Sobre a Inscrição Fenícia da Paraíba
A chamada Inscrição Fenícia da Paraíba, a que dedicamos as linhas de hoje, tem um lugar breve mas curioso na história e cultura do Brasil. Se ela fosse completamente verdade - e já lá iremos... - provaria, sem margem para grandes dúvidas, que foram os Fenícios os primeiros Ocidentais a chegarem às terras da América do Sul. O que seria muito interessante, como é natural, mas a verdadeira questão é... seria verdade, ou tratava-se tudo de uma falsa e completa invenção? Recorde-se a sua história, antes de tudo o mais.
Em 1872, um tal Joaquim Alves da Costa - se era verdadeiramente esse o seu nome... - comunicou por carta a uma academia científica local o facto de ter encontrado na sua quinta, na zona de Paraíba, uma inscrição estranha entalhada numa rocha. Supostamente, depois pediu a um filho, que até tinha jeito para este tipo de coisas, para copiar os caracteres que lá estavam, o que gerou uma folha de papel com um conteúdo como este, enviado à tal academia:
Posteriormente, um tal Ladislau Netto viria a descobrir e proclamar que isto era Fenício, gerando a sugestão de terem sido eles os primeiros a chegar ao Brasil, e até traduziu o conteúdo desta chamada inscrição fenícia do Paraíba com as seguintes palavras:
“Foi erguida esta pedra pelos Cananeus Sidónios, que da cidade real a comércio saíram”
“sem mim pela (?) remota terra montanhosa e árida, escolhida dos deuses”
“[e?] deusas no ano nono e décimo (décimo nono?) de Hiran nosso rei poderoso”
“e sairam de Aziongaber no Mar Vermelho e embarcaram gente em navios dez”
“e estiveram no mar, juntos, anos dois ao redor da terra da África, e foram separados”
“do comandante e se desligaram de seus companheiros e chegaram aqui duas vezes (doze?)”
“homens e três mulheres, nesta costa ignota que eu servo de Astarte poderosa (Mutuastarte infeliz?)”
“tomei em penhor. Os deuses e deusas tenham de mim compaixão”.
Wow. Impressionante, não é?! Parece que os tais Fenícios foram os primeiros a chegarem a terras do Brasil (!) - e esta Inscrição Fenícia da Paraíba supostamente prova-o!
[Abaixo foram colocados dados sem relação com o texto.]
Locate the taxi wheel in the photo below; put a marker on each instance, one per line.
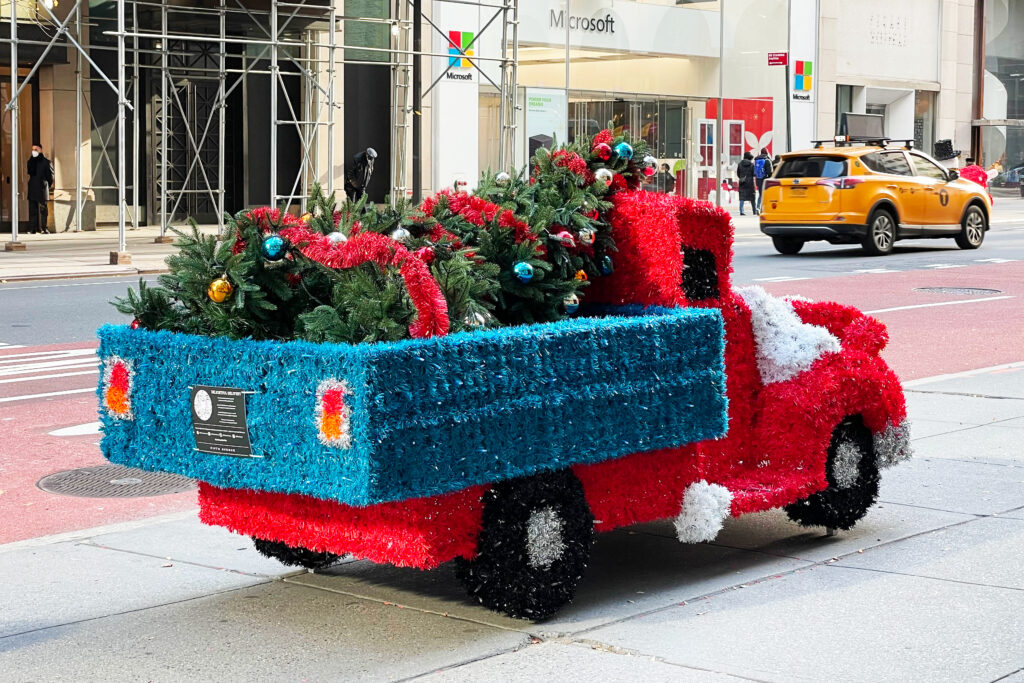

Mas... depois, os outros estudiosos foram-se apercebendo de alguns problemas mais ou menos importantes em tudo isto. Falar de todos eles escapa ao tema (introdutório) de hoje, mas ninguém conseguiu encontrar aquele tal Joaquim Alves da Costa, até porque ele não tinha incluído qualquer morada na carta que enviou. E pior - não só ele nunca foi encontrado, como aquela pedra onde era suposto estar esta inscrição também nunca foi vista por mais ninguém, algo mais que suficiente para tudo isto cheirar a esturro a qualquer pessoa que seja mais ou menos independente de possíveis interesses locais na questão. E torna-se ainda pior - ao longo do tempo as pessoas também se foram apercebendo que algo de estranho se passava com Ladislau Netto, como se tivesse sido ele, muito convenientemente, a escrever aquela primeira carta, apenas para depois se auto-representar como o decifrador das respectivas letras e ganhar a sua fama.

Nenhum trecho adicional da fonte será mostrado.